Inflammatory bowel disease (IBD) is associated with a 2.5-fold increase of venous thromboembolism (VTE), a 1.2-fold increased risk of atherosclerotic cardiovascular disease (ASCVD), and a 2-fold increased risk of heart failure (HF), according to a literature review study published in Therapeutic Advances in Gastroenterology.
The researchers uncovered the data related to the link between IBD and VTE in two meta-analyses of case-control studies, prospective cohort studies and population-based control studies.
Specifically, most VTE cases (around 90%) concern deep venous thrombosis [DVT; relative risk (RR)=2.42; 95% confidence interval (95% CI), 1.78–3.30] or pulmonary embolism (PE; RR=2.53; 95% CI, 1.95–3.28). In the remaining 10% of VTE cases, they noted, other locations are affected, such as the mesenteric and cerebral veins. Analysis shows that the risk recurrent VTE within five years after discontinuation of coagulation therapy is higher among IBD patients compared to the general population (33.4% versus 21.7%, respectively; p = 0.010).
“Noteworthy, half of IBD patients had active disease at time of recurrent VTE. These data indicate that thromboprophylaxis may be considered during flares in IBD patients with a history of VTE,” the researchers wrote.

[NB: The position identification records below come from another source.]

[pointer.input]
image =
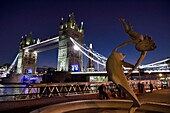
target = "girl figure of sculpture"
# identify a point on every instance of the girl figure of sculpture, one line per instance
(142, 44)
(115, 61)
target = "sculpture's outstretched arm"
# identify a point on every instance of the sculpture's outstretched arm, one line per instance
(143, 54)
(124, 44)
(127, 64)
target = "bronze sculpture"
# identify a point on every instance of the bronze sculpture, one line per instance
(115, 61)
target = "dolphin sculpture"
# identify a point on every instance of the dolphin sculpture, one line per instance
(115, 62)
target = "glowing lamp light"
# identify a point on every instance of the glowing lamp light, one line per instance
(160, 74)
(76, 47)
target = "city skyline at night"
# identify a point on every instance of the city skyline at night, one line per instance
(101, 24)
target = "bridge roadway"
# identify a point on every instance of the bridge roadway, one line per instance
(158, 96)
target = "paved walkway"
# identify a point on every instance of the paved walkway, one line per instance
(160, 96)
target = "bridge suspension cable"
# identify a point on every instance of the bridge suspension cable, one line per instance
(100, 59)
(11, 66)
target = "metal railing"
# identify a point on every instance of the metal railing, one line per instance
(39, 90)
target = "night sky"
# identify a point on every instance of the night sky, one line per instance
(101, 24)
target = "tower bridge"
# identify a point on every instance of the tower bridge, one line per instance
(70, 58)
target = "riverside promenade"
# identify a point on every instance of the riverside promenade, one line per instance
(158, 96)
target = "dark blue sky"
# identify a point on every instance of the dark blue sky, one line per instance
(101, 24)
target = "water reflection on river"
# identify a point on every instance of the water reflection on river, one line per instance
(8, 91)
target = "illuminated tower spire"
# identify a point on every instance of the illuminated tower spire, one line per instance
(90, 62)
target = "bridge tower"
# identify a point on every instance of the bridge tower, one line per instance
(70, 59)
(27, 60)
(90, 66)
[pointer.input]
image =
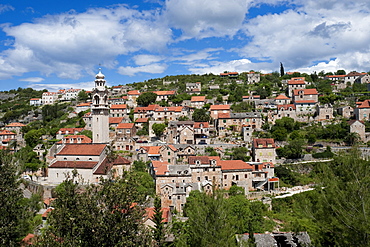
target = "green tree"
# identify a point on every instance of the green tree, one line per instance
(159, 230)
(14, 212)
(208, 223)
(201, 115)
(82, 96)
(158, 128)
(342, 204)
(108, 214)
(146, 98)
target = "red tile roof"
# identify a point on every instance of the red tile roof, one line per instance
(163, 93)
(82, 149)
(298, 82)
(165, 213)
(265, 142)
(122, 106)
(282, 96)
(106, 166)
(365, 104)
(151, 149)
(235, 165)
(74, 138)
(125, 125)
(142, 120)
(70, 130)
(15, 125)
(205, 124)
(74, 164)
(224, 115)
(286, 107)
(134, 92)
(305, 91)
(220, 107)
(198, 98)
(160, 167)
(204, 159)
(84, 104)
(6, 132)
(305, 101)
(115, 120)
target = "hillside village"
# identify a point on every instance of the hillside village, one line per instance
(193, 133)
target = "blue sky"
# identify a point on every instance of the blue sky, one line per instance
(57, 45)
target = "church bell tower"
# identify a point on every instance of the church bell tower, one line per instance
(100, 111)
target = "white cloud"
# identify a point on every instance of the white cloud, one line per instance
(219, 67)
(5, 7)
(71, 44)
(151, 68)
(55, 87)
(205, 54)
(315, 31)
(206, 18)
(146, 59)
(32, 79)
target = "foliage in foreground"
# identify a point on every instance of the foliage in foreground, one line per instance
(108, 214)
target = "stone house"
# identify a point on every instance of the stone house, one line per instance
(324, 112)
(305, 100)
(201, 132)
(363, 79)
(264, 150)
(282, 100)
(171, 113)
(149, 153)
(120, 110)
(164, 95)
(198, 101)
(356, 126)
(133, 95)
(114, 121)
(90, 161)
(180, 132)
(234, 122)
(83, 107)
(351, 77)
(68, 131)
(169, 154)
(295, 84)
(253, 77)
(362, 110)
(126, 129)
(345, 111)
(49, 98)
(36, 101)
(216, 109)
(192, 88)
(15, 127)
(145, 112)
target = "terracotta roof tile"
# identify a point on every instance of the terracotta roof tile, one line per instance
(235, 165)
(125, 125)
(265, 142)
(115, 120)
(220, 107)
(203, 159)
(15, 125)
(82, 149)
(198, 98)
(74, 164)
(122, 106)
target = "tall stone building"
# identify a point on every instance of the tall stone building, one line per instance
(100, 111)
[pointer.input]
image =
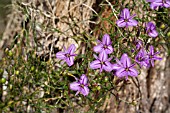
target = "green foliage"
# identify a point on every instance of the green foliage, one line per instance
(37, 85)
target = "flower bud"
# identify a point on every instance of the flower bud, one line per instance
(168, 34)
(32, 68)
(17, 72)
(10, 53)
(162, 26)
(3, 80)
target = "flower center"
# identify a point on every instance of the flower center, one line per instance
(67, 55)
(126, 20)
(102, 63)
(105, 46)
(82, 85)
(127, 69)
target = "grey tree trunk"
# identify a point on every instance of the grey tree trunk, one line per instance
(150, 92)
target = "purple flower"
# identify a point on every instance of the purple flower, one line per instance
(152, 56)
(124, 68)
(103, 62)
(81, 85)
(157, 3)
(151, 30)
(138, 43)
(104, 46)
(142, 58)
(68, 55)
(125, 19)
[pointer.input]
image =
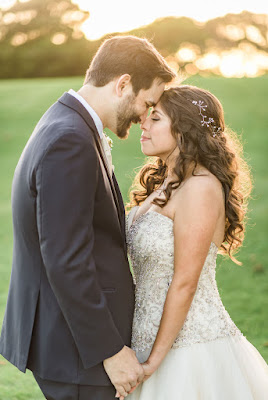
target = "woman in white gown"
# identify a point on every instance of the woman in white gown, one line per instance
(190, 204)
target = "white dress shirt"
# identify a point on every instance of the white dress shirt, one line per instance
(99, 126)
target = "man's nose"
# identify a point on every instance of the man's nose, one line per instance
(143, 117)
(144, 124)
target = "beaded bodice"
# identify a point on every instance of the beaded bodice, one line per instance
(151, 250)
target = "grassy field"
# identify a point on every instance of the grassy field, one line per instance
(244, 289)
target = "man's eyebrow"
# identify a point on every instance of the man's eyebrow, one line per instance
(156, 111)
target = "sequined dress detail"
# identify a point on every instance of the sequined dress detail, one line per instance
(151, 249)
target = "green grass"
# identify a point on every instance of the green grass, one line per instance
(244, 289)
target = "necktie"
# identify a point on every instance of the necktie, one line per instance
(107, 152)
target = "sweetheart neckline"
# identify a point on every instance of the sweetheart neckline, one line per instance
(162, 215)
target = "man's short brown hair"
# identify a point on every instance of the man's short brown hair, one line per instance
(128, 55)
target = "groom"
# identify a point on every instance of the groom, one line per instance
(70, 303)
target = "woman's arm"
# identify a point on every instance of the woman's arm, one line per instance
(196, 216)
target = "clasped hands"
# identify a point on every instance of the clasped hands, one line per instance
(125, 372)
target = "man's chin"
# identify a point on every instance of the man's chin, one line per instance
(123, 133)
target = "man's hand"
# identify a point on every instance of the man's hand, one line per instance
(124, 370)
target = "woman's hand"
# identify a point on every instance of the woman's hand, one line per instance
(149, 368)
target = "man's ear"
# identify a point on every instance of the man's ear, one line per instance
(123, 84)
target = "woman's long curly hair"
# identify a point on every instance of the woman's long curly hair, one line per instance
(209, 145)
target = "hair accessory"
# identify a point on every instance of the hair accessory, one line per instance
(208, 123)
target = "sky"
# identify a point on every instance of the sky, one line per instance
(109, 16)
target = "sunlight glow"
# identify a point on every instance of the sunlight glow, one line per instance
(121, 16)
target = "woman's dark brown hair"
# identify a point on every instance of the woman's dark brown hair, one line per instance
(210, 145)
(128, 55)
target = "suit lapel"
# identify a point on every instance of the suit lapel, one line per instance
(71, 102)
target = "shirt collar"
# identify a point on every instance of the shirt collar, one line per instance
(93, 113)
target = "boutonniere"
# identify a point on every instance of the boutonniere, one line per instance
(109, 141)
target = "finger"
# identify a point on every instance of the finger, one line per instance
(127, 387)
(134, 388)
(121, 391)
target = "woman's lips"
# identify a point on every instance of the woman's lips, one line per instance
(144, 139)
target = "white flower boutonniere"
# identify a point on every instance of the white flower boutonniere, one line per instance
(109, 141)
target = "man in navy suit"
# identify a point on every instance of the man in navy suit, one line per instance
(71, 297)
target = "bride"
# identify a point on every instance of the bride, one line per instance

Regarding risk factors for ASCVD in IBD, the relative risk of cerebrovascular disease (CeVD) is more pronounced in women, and patients below the age of 40. A potential explanation, the researchers postulated, might be the greater contribution of chronic inflammation in the pathogenesis of ASCVD in women as compared with men.
“The increased ASCVD risk in IBD patients is not fully explained by an increased prevalence of traditional risk factors, according to available data. A large population study showed no increase in the traditional cardiovascular risk factors in IBD patients as compared with the general population,” the researchers wrote.
Pertaining to HF, the researchers cited a large Danish population study that demonstrated that IBD patients with disease flares and persistent disease activity are 2.5 times more like to be admitted to the hospital due to HF as compared with IBD patients in remission. They noted that risk factors associated with HF were extent of inflammation (colonic disease in CD, pancolitis in UC), female sex, and age exceeding 40 years
“The increased risk of CVD concerns an increased risk of venous thromboembolism (VTE), atherosclerotic cardiovascular disease (ASCVD) and heart failure (HF), at corresponding relative risks of 2.5, 1.2 and 2.0, respectively, as compared with the general population. Especially young patients under the age of 40 years run a relatively high risk of these complications when compared with the general population. Chronic systemic inflammation causes a hypercoagulable state leading to the prothrombotic tendency characteristic of VTE, and accelerates all stages involved during atherogenesis in ASCVD,” the researchers concluded.
They added that “[increased] awareness of VTE risk is warranted in patients with extensive colonic disease in both ulcerative colitis and Crohn’s disease, as well as during hospitalization, especially when patients are scheduled for surgery.”